Tim: The less scrupulous producers of Pinot Noir that just wanted to cheapen their production and make a more rich, smooth wine for this market that was sending watery glasses of Pinot Noir back at sports bars, was they started adding 25% Syrah to a lot of these wines.
Willa: Blending is a common and accepted practice in winemaking. Some of the very best French wines are blends. In America, the standards are a bit looser. You only need 75% of a wine to consist of the grape that’s named on the label. All of that extra Syrah, it made the Pinot go down easier.
Tim: They had to soften up and make Pinot Noir super accessible because real, unadulterated Pinot Noir, in addition to being very expensive, is not what the American consumer in 2006 really wanted.

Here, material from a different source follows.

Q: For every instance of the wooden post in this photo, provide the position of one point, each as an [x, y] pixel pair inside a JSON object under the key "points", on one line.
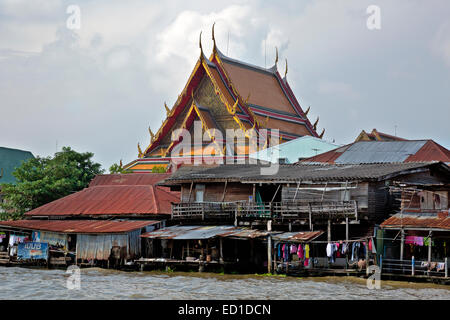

It even confused the market for what Pinot Noir should actually taste like.
Willa: I’m not saying Pinot Noirs all became phony baloney overnight, all got bad or all tasted like Syrah. In the long-term, the interest in Pinot probably did push American palates in a new direction. In the short-term and on the low end of the market, Pinot became a victim of its own success. While this made for a bunch of lousy Pinot, the irony is it made for better Merlot.
Jeff: What it did mean there for a minute, there was a ton of really good Merlot that was available for super cheap.
Willa: Jeff Bundschu, the Merlot maker at Gundlach Bundschu again.
Jeff: The red blends in the 10 years that came out after Sideways, that became red blends because no one would buy Merlot, were way effing better.
Willa: As you may have suspected, I know very little about wine. I’ve learned a bunch from working on this episode, but I can still barely tell when a wine has gone off. When someone asks me what I think about one, I often don’t know. I think the truth is that none of the wine tastes that good to me, but I feel like it could, if only I knew more, tasted more, tried harder, grew my palate. I honestly feel a little self-conscious about how little I know. I know this isn’t a universal feeling, but I don’t think it’s uncommon.
Jeff: Like you could ask somebody, “Do you like that movie? Do you like that peanut butter? Do you like that toothpaste?” They’re going to say, “I hate that movie. I love that peanut butter. I’m down with that toothpaste.” You ask them about a wine and they’re like, “I’m so sorry that I’m not a wine expert, but this kind of doesn’t taste very good to me.”
Willa: Why is just uniquely intimidating. I think that’s at least as important to the Sideways effect as whatever was in the script. It helps explain why a little movie that opened in four theaters could have such a big impact. People want guidance about wine, and we’ll take it from a waiter, a wine store clerk, a sommelier, a wine critic, or a movie character. Miles is a man who can barely affect change in his own life. He’s miserable, lonely, and a little insufferable. Listen to him.
Miles: Don’t be shy. Really get your nose right in there, really. A little citrus. Oh, there’s just the faintest soupcon of asparagus. There’s just a flutter of a nutty Edam cheese.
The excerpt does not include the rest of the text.